The effect of endocytosis inhibitors on 5-hydroxytryptamine(2A) (5-HT2A) receptor desensitization and resensitization was examined in transiently transfected human embryonic kidney (HEK) 293 cells and in C6 glioma cells that endogenously express 5-HT2A receptors. In HEK-293 cells, 5-HT2A receptor desensitization was unaffected by cotransfection with a dominant-negative mutant of dynamin (DynK44A), a truncation mutant of arrestin-2 [Arr2(319-418)], or by two well-characterized chemical inhibitors of endocytosis: concanavalin A (conA) and phenylarsine oxide (PAO). In contrast, beta2-adrenergic receptor desensitization was significantly potentiated by each of these treatments in HEK-293 cells. In C6 glioma cells, however, DynK44A, Arr2(319-418), conA, and PAO each resulted in the potentiation of 5-HT2A and beta2-adrenergic receptor desensitization. The cell-type-specific effect of Arr2(319-418) on 5-HT2A receptor desensitization was not related to the level of GRK2 or GRK5 expression.
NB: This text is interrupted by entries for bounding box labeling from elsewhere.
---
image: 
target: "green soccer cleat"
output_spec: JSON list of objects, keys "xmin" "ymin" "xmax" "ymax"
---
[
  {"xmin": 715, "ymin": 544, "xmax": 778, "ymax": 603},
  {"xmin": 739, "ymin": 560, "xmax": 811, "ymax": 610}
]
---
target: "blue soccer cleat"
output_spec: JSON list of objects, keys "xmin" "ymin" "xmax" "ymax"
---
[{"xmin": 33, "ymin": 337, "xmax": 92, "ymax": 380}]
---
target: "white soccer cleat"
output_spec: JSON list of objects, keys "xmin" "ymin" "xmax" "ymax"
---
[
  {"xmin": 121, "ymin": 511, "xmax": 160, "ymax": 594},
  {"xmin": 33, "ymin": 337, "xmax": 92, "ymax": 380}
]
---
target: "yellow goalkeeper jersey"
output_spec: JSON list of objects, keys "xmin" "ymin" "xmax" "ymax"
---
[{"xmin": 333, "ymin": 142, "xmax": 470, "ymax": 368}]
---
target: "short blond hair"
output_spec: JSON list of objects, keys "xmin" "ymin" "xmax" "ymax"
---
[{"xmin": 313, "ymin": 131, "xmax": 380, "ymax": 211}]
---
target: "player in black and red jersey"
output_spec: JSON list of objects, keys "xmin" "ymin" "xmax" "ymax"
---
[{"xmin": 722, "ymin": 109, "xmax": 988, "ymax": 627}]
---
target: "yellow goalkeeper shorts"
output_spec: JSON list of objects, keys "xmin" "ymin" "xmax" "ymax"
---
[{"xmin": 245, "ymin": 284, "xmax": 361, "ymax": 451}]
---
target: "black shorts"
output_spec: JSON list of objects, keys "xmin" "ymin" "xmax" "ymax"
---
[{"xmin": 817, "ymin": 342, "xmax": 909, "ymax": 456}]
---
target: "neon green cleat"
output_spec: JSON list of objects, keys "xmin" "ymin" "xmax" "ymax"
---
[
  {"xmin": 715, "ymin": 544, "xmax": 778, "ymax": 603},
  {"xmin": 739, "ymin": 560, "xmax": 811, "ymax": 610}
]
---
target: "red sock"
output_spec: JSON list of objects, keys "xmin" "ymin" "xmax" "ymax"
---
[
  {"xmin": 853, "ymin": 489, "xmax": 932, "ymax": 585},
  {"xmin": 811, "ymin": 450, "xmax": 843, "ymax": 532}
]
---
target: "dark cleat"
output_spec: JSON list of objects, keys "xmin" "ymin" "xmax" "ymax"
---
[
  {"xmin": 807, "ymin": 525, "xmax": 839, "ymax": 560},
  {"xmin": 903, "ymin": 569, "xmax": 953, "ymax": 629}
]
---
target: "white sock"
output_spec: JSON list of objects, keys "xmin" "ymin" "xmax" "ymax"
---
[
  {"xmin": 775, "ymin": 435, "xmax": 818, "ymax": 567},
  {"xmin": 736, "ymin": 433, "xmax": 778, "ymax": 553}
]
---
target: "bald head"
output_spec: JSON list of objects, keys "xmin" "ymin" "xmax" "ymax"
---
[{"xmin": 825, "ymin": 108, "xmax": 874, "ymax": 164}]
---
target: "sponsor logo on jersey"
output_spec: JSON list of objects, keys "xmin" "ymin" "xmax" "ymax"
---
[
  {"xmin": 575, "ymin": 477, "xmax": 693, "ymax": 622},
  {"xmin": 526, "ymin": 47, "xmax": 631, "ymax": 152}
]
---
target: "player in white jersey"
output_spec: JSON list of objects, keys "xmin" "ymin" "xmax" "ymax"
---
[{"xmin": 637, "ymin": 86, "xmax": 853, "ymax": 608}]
Interestingly, although beta2-adrenergic receptor resensitization was potently blocked by cotransfection with DynK44A, 5-HT2A receptor resensitization was enhanced, suggesting the existence of a novel cell-surface mechanism for 5-HT2A receptor resensitization in HEK-293 cells. In addition, Arr2(319-418) had no effect on 5-HT2A receptor resensitization in HEK-293 cells, although it attenuated the resensitization of the beta2-adrenergic receptor. However, in C6 glioma cells, both DynK44A and Arr2(319-418) significantly reduced 5-HT2A receptor resensitization. Taken together, these results provide the first convincing evidence of cell-type-specific roles for endocytosis inhibitors in regulating GPCR activity. Additionally, these results imply that novel GRK and arrestin-independent mechanisms of 5-HT2A receptor desensitization and resensitization exist in HEK-293 cells.